“起来!磨蹭什么!” 一个粗嘎的声音在头顶响起,伴随着一股浓烈的烟臭和汗味。
陈浚铭“吓得”浑身一抖,猛地睁开眼,脸上写满了“惊恐”和“茫然”,手忙脚乱地想要爬起来,动作因为“害怕”而显得笨拙踉跄。
他“不小心”碰倒了床边的破旧搪瓷缸子,发出咣当一声响,在寂静的工棚里格外刺耳。
“妈的,小心点!” 来人骂了一句,是个脸上有疤、眼神凶狠的壮汉,旁边还跟着两个同样面相不善的同伙。
疤脸男用手电筒毫不客气地在陈浚铭脸上、身上晃了晃,又照向他那个破旧的编织袋和单薄的铺盖。
“叫什么名字?哪儿来的?” 疤脸男粗声问,目光像刀子一样在陈浚铭身上刮过。
“阿、阿明……我,我叫阿明……” 陈浚铭的声音“颤抖”着,带着浓重的、刻意模仿的口音,眼神躲闪,不敢与疤脸男对视,“从……从南边来的,找、找活儿干……”
“南边?跟谁混的?” 旁边一个同伙插嘴,眼神阴鸷。
“跟……跟拐子哥……拐子哥介绍我来的……” 陈浚铭“老实”回答,身体还在微微发抖,双手不自觉地护在胸前。
这个姿势既符合“阿明”胆小怕事的人设,也巧妙地掩饰了口腔的异常。
听到“拐子哥”的名字,疤脸男和他同伙交换了一个眼神,审视的意味稍微淡了一点,但并未完全消失。
“大半夜的,不睡觉,抖什么?” 疤脸男的手电筒光又扫了扫陈浚铭惨白的脸和微微发抖的身体。
“冷……有点冷,还、还有点怕……” 陈浚铭“怯生生”地回答,牙齿似乎都在打颤,这颤抖一半是伪装,另一半却是真实——
藏着的东西,让他控制不住地微微战栗,反而更添真实。
疤脸男盯着他看了几秒,似乎在判断他话里的真假,又似乎在观察他有没有其他异常。
陈浚铭的心跳如擂鼓,但脸上却努力维持着那种底层小人物特有的、混合着恐惧、怯懦和一点茫然的表情,甚至还“不小心”因为寒冷吸了吸鼻子。
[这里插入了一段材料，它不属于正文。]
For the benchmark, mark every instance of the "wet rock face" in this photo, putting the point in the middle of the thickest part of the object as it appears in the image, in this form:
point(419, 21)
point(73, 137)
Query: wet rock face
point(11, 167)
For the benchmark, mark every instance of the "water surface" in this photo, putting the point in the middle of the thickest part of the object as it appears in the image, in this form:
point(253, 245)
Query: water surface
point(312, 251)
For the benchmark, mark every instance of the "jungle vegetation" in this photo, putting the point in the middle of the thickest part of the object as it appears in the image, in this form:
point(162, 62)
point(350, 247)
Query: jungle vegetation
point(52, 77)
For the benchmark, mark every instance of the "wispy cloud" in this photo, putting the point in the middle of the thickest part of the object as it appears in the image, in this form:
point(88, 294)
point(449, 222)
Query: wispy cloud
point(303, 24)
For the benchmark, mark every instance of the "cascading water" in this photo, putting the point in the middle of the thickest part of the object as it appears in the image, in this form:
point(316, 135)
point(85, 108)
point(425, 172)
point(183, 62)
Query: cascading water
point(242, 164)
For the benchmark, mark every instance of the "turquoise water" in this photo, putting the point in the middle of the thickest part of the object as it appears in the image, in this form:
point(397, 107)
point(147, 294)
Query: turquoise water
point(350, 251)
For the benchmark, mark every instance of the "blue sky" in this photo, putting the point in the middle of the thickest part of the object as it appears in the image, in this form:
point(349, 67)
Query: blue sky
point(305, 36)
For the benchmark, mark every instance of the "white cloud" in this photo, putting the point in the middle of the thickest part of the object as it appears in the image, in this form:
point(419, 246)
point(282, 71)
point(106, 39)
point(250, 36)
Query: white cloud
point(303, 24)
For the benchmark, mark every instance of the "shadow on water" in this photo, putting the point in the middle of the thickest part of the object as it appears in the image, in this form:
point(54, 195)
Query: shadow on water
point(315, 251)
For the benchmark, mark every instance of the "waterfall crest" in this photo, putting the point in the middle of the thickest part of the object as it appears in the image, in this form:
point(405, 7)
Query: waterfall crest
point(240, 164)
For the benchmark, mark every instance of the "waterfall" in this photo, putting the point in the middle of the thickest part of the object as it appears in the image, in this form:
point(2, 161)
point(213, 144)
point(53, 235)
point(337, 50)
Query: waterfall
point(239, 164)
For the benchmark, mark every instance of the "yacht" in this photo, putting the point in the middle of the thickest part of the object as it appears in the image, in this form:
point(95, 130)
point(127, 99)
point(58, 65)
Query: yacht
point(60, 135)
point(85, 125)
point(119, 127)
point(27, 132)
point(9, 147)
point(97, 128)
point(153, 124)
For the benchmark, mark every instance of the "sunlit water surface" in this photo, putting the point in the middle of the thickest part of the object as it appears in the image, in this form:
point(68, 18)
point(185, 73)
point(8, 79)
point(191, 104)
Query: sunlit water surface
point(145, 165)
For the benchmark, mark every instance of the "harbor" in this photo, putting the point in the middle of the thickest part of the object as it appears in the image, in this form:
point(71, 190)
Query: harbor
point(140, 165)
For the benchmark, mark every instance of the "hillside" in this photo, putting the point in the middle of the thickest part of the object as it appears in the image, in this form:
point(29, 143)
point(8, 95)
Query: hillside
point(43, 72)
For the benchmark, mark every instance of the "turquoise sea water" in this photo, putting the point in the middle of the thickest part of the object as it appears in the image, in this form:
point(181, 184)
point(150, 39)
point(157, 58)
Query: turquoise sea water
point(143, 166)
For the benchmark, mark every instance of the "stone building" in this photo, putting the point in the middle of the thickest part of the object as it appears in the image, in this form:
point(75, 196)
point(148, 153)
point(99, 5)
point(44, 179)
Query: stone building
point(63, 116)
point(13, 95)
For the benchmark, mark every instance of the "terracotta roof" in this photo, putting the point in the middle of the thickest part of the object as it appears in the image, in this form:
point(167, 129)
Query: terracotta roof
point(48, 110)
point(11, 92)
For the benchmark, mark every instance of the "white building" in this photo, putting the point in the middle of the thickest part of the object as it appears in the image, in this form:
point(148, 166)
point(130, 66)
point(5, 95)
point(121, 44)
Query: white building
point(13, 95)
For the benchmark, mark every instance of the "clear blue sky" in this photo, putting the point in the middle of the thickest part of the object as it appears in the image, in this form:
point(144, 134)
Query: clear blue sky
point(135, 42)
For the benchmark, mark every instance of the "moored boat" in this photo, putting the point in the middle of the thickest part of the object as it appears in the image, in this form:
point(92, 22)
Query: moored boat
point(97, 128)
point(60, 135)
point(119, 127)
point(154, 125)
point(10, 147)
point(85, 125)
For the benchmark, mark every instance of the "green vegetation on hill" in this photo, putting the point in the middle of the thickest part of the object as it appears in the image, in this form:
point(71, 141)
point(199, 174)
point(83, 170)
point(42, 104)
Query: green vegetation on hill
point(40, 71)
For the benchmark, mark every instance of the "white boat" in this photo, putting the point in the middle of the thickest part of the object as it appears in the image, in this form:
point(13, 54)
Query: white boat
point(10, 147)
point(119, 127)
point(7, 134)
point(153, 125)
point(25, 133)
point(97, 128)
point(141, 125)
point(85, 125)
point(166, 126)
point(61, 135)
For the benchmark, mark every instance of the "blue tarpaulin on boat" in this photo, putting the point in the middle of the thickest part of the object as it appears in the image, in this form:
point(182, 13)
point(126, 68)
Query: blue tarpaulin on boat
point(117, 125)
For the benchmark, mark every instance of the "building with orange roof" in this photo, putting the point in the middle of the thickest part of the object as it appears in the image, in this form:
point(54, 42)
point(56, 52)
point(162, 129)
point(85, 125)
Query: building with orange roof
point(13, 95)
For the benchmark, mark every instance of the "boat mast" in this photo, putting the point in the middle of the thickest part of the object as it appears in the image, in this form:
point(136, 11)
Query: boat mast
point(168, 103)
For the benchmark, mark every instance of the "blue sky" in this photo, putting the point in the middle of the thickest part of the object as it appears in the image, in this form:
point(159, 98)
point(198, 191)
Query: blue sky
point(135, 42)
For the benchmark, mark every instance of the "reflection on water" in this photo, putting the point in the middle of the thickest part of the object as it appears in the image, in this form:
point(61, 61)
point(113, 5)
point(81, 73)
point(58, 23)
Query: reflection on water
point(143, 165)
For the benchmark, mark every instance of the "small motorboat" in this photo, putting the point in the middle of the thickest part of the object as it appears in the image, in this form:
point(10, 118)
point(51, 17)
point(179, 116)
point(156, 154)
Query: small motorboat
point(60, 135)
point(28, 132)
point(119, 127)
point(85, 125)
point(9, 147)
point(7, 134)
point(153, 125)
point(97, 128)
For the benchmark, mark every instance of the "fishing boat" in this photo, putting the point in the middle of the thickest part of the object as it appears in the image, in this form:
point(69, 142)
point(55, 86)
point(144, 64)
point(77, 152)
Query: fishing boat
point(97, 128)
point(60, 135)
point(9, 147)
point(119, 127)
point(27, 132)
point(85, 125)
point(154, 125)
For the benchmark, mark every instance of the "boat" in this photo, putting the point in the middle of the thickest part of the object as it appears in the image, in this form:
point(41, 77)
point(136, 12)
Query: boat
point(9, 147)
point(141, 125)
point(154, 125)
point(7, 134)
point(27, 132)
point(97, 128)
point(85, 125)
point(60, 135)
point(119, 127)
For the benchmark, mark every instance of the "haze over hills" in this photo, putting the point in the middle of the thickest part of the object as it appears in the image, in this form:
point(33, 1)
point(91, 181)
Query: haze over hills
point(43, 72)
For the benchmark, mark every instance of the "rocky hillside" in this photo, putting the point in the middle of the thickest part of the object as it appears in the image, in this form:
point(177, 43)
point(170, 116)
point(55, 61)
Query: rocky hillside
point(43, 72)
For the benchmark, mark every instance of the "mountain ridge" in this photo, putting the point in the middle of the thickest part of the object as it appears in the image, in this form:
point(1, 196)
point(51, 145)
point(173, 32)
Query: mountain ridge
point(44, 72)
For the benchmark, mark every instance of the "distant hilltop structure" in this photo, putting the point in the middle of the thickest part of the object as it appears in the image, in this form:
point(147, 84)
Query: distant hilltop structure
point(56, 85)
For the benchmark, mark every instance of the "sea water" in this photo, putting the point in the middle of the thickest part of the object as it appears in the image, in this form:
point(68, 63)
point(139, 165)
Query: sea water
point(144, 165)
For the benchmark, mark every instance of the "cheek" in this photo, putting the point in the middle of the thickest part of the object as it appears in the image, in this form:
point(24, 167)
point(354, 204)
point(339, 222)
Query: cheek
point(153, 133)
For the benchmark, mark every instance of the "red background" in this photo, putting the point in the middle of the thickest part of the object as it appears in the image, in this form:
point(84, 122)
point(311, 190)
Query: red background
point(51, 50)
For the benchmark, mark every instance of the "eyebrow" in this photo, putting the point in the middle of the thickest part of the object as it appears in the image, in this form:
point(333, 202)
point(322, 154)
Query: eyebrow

“搜!” 疤脸男最终似乎没看出什么破绽,朝两个同伙一偏头。
那两人立刻上前,粗暴地翻动陈浚铭那个破旧的编织袋,将里面仅有的几件脏衣服和杂物抖落一地,又掀开他单薄的铺盖,甚至踢了踢床板下面。
动作粗鲁,毫无顾忌。
陈浚铭“吓得”往后缩了缩,双手依旧下意识地护在胸前,低着头,不敢看他们。
异物的不适感和随时可能暴露的恐惧,让他的额头渗出细密的冷汗,但在昏暗的光线下并不明显。
他必须控制呼吸,不能因为嘴里有东西而呼吸不畅,也不能因为过度紧张而吞咽口水。
搜查进行得很粗暴,但也很迅速。
陈浚铭的东西本来就少得可怜,除了几件换洗衣服、一个破水杯、半包劣质香烟和一个廉价打火机,什么都没有。
没有手机,没有证件(阿明的“假身份”早已在混入时“意外丢失”),没有任何可疑物品。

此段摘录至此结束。